Adjusted net income for the first quarter 2016 excludes $1.8 million related to patent litigation and costs associated with the Company’s 2016 acquisitions.  Patent litigation expense is a component of Other charges.  We view patent litigation as an extreme measure not typically required in our industry to protect a company’s intellectual property and which has not been common practice for the Company.  The Company commenced patent litigation proceedings after the Company uncovered specific evidence of four distinct cases of misappropriation and infringement.  The Company can choose to resolve the outstanding matters and terminate the expense at any time.

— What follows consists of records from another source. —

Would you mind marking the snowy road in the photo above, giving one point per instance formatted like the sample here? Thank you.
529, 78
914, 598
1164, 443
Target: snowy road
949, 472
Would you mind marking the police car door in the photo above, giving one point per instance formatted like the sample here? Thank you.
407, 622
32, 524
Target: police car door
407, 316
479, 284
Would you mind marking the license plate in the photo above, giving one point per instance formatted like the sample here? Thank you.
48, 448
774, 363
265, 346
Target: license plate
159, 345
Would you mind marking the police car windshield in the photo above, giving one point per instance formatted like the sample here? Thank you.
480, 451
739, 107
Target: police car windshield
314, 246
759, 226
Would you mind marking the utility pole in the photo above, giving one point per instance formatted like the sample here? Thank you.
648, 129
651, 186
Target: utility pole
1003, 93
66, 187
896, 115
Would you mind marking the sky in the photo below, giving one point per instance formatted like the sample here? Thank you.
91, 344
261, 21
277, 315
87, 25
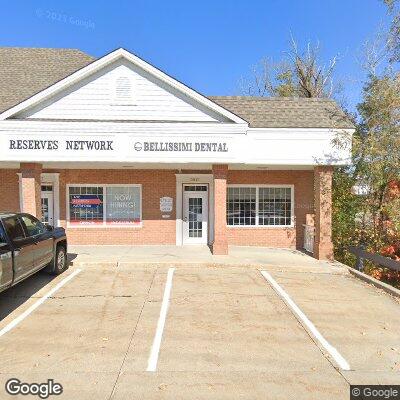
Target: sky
209, 45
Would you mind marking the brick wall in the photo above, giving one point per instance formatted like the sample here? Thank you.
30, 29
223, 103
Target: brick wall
155, 229
303, 182
9, 190
159, 183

In addition to adjusted income from operations, adjusted net income and adjusted net income per diluted share, we also present adjusted EBITDA.  This Non-GAAP financial measure excludes income taxes, interest, Other charges, depreciation and amortization and stock compensation expense.  EBITDA is a widely accepted financial measure which we believe our stakeholders use to compare our ongoing financial performance to that of other companies.  Adjusting our EBITDA for Other charges and other one-time items is a meaningful financial measure as we believe it is an indication of our ongoing operations.  In addition, we also add back stock compensation expense because it is non-cash in nature.  Other companies in our industry may calculate adjusted EBITDA in a different manner.